L’odeur est mesurée par le nombre de dilutions nécessaires dans de l’eau inodore pour faire disparaître l’odeur de l’échantillon.
L’eau inodore est obtenue en faisant passer de l’eau potable sur du charbon actif à une vitesse déterminée.
Pour la saveur, en le “goûtant” à des dilutions diverses, on compare l’échantillon à une eau “sans goût”, ou à des solutions de référence.
La température du liquide jouant un rôle non négligeable dans l’intensité de la sensation, (odeur ou saveur), on opère à deux températures différentes. Pour que l’eau soit conforme à la norme, il ne faut pas avoir besoin de la diluer plus de trois fois à 25°.

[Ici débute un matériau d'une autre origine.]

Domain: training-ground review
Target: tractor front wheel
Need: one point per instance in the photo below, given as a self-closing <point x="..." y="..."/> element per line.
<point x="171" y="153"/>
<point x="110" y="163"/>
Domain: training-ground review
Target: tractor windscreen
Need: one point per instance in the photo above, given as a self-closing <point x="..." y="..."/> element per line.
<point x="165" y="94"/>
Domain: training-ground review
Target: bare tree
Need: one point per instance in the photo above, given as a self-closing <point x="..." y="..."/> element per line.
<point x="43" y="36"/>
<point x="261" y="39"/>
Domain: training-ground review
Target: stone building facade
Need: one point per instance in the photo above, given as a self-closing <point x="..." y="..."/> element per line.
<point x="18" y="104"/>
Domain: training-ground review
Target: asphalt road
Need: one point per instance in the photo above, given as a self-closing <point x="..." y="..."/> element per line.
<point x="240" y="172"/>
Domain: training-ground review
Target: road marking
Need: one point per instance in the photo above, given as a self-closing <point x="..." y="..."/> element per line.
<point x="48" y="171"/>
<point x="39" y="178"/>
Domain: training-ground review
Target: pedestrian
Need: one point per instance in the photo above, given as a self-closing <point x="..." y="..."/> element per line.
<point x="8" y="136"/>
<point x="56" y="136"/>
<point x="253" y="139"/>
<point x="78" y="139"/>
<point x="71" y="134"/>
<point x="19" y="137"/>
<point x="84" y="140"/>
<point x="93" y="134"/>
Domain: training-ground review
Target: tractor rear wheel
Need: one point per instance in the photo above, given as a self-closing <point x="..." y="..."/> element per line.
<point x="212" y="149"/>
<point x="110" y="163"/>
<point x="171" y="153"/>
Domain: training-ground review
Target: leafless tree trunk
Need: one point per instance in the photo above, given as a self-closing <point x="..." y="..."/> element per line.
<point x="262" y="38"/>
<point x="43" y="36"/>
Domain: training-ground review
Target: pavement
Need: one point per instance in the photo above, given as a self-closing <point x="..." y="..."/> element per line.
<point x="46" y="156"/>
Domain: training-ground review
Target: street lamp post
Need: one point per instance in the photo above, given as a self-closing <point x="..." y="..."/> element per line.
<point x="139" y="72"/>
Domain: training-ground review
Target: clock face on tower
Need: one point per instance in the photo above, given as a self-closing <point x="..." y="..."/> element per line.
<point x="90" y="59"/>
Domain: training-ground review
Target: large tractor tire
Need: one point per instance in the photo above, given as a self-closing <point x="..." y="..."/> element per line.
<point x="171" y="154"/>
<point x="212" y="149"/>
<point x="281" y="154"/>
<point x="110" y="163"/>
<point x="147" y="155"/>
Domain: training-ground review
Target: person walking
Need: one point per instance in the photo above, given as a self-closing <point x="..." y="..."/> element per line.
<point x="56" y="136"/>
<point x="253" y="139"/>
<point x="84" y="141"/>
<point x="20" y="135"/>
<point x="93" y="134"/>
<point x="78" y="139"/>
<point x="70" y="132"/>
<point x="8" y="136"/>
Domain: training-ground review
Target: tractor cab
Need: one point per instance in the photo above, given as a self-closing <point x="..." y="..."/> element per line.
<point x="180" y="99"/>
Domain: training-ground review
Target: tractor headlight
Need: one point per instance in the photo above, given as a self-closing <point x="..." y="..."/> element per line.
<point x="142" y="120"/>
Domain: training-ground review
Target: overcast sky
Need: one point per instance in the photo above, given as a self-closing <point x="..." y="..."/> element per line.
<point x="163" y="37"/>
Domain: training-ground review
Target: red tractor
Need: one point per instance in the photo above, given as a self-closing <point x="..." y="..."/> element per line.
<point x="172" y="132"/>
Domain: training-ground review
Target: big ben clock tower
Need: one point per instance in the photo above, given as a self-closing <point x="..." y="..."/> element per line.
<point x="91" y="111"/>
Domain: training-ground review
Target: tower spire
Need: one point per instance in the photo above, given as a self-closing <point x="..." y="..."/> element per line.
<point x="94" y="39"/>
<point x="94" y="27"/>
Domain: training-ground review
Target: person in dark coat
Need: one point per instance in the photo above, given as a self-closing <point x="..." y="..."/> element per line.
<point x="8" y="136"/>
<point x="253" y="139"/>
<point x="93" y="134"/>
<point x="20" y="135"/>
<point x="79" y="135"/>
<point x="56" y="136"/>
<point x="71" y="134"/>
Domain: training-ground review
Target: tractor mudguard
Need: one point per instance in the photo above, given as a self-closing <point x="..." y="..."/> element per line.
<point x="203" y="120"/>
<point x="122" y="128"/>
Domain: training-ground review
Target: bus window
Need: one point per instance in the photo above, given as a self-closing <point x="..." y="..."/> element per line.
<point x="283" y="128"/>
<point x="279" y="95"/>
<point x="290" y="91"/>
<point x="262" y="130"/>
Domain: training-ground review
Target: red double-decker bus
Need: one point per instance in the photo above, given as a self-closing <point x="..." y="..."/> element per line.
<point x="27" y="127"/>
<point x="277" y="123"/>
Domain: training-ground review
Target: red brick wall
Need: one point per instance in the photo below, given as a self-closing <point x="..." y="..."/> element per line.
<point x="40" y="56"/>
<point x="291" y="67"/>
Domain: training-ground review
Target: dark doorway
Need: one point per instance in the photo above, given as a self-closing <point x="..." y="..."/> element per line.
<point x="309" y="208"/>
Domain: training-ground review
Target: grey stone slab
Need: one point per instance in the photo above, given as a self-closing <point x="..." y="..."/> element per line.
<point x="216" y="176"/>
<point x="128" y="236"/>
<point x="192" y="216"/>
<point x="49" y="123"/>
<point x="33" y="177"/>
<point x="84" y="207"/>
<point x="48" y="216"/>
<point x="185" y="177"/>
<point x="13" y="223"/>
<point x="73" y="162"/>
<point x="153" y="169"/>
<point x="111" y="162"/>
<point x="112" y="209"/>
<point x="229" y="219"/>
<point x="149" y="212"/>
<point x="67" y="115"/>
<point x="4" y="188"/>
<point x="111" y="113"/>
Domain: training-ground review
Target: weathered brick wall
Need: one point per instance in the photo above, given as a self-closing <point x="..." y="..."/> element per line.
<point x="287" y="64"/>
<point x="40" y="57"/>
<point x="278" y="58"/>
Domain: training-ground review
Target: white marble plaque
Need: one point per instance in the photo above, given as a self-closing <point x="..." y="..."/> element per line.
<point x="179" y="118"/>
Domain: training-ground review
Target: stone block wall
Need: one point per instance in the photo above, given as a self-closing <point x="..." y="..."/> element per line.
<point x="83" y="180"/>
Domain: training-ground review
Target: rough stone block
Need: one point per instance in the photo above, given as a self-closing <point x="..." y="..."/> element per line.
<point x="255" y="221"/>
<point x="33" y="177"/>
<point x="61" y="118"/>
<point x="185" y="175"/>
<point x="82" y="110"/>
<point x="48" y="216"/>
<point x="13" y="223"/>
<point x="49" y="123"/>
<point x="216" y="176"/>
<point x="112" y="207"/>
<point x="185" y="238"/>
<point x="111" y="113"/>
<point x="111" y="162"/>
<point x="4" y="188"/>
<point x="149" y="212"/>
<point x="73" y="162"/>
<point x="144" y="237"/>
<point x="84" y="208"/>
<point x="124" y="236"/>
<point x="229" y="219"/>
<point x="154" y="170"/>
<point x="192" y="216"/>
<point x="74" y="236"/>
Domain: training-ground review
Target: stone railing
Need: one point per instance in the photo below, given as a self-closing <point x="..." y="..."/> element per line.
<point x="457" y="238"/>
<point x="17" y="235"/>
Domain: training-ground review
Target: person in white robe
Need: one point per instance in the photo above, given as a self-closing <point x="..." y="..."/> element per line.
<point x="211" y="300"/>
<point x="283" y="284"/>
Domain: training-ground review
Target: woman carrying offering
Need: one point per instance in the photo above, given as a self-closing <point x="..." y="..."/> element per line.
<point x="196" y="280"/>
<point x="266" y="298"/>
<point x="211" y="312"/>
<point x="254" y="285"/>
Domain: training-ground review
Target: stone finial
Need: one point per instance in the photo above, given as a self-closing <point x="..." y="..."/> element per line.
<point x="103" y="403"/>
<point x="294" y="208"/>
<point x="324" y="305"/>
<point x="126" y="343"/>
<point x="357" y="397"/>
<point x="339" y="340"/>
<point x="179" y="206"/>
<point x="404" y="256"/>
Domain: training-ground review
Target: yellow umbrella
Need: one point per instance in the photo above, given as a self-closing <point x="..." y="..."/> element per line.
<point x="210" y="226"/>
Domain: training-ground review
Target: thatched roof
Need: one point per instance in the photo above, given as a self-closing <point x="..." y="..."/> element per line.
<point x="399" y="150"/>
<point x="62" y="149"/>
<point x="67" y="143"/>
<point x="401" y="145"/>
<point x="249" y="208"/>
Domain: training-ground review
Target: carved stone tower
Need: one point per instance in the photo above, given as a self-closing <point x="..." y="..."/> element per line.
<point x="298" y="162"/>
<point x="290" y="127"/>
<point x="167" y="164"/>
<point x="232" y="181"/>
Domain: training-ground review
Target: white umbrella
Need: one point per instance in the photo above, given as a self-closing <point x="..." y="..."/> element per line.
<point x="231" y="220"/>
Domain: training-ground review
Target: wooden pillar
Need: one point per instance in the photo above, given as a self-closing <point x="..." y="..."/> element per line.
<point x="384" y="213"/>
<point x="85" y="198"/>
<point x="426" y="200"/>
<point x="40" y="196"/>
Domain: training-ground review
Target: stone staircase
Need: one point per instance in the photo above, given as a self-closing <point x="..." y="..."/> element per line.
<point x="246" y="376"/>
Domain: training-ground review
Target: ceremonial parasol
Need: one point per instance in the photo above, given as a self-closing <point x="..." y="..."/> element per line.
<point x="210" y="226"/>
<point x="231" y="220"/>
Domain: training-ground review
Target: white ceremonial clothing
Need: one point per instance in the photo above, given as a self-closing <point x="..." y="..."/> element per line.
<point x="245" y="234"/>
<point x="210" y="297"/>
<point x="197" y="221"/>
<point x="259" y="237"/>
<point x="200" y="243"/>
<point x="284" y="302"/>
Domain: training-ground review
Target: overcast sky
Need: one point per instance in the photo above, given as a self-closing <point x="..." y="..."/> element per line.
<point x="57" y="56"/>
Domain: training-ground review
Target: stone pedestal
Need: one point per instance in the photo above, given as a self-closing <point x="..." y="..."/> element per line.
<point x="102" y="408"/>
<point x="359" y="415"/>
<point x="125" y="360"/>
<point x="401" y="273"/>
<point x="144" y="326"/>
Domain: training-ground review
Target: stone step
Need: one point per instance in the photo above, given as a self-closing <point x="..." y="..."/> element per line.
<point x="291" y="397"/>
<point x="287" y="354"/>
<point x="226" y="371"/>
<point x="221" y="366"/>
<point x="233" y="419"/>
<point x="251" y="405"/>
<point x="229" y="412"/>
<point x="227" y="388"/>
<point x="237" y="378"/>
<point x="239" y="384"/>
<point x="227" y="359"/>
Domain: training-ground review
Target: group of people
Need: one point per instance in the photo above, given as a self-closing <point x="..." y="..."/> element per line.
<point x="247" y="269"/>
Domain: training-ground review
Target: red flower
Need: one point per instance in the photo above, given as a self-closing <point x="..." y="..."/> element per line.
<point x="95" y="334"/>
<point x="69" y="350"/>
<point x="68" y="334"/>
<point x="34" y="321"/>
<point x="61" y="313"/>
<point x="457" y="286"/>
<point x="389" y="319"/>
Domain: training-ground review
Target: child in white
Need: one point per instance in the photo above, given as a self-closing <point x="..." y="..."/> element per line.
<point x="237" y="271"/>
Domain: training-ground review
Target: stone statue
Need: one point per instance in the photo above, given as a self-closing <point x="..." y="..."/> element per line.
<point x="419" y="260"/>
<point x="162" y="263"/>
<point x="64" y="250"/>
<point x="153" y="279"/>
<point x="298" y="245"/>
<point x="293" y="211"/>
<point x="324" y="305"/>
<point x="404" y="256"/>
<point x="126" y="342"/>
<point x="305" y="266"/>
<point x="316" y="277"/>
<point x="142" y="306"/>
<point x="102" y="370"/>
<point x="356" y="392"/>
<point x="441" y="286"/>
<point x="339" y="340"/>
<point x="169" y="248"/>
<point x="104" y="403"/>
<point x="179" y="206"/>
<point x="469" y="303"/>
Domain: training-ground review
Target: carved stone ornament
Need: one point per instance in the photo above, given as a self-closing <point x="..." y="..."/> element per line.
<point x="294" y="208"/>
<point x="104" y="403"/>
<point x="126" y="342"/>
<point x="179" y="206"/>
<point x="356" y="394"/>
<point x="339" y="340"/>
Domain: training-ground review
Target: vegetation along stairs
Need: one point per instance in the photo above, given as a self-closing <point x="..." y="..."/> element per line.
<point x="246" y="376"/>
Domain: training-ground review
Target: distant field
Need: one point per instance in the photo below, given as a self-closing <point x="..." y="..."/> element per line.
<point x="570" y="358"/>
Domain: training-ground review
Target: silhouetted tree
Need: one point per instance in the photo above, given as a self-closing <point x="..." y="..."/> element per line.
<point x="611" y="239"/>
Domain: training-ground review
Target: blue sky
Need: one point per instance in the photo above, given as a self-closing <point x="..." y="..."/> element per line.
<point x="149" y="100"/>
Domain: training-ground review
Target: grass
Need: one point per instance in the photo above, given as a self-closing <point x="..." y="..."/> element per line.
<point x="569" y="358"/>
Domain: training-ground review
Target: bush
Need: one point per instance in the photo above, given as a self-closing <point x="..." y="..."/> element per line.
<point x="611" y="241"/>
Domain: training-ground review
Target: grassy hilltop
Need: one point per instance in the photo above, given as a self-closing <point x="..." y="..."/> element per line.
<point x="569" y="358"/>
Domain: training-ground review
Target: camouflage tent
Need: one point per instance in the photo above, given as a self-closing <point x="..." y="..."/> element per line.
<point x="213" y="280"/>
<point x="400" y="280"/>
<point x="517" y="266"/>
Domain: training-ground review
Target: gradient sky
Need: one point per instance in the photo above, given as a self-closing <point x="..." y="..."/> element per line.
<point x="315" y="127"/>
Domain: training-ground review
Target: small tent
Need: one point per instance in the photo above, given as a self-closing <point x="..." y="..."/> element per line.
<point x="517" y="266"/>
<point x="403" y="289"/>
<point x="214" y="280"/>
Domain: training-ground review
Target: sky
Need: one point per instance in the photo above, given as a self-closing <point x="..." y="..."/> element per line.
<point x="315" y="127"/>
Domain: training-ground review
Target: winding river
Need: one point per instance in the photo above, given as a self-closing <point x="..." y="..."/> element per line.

Parmi les références de qualité, on dénombre également un certain nombre de normes en relation avec la structure naturelle des eaux; on y retrouve les caractéristiques que l'eau brute a pu acquérir dans son parcours naturel.
En effet, au contact prolongé du sol, les eaux se chargent de certains éléments minéraux (tels la présence de fer de sulfates, de sodium, etc…). Les limites de concentration fixées pour la plupart de ces paramètres correspondent à des considérations de l'ordre du goût et de l’agrément plutôt qu’à des préoccupations sanitaires.
La température, la conductivité, le pH sont également pris en compte.


2- Les indicateurs de radioactivité

Les radionucléides sont des composés radioactifs qui en se désintégrant sont suceptibles d’emettre des rayonnements ionisants. Certains existent à l’état naturel, d’autres sont entièrement artificiels. On trouve parmi ces composés l’uranium, le plutonium, le thorium, le radium ou encore le tritium.
La relation dose effet des radiations est mal connue mais leur toxicité est bien certaine.
La référence relative aux Radionucléides totaux est fixée dans un but sanitaire et se fonde sur les éventuels risques de dégâts biologiques sur l’être humain. Sa norme est de 0,1 mSv par an (sievert). Un sievert correspond à l’effet d’un rayonnement X de 200 à 250 kV.
La norme tritium est utilisée comme traceur de pollution accidentelle. La présence de tritium en grande quantité dans l’eau peut signifier la présence d’autres radionucléides et constitue un indicateur de contamination de la ressource en eau par des rejets radioactifs liés aux activités humaines. La norme s’exprime en Béquerel. L’eau ne doit pas contenir plus de 100 Bq par litre de tritium.

Enfin, l'activité alpha globale et l'activité bêta globale résiduelle servent à mesurer la présence de radon dans l'eau. Celui-ci provient de la désintégration naturelle de l'uranium.

Ces deux dernières normes sont recentes. Elles ne figuraient pas dans le décret 2001.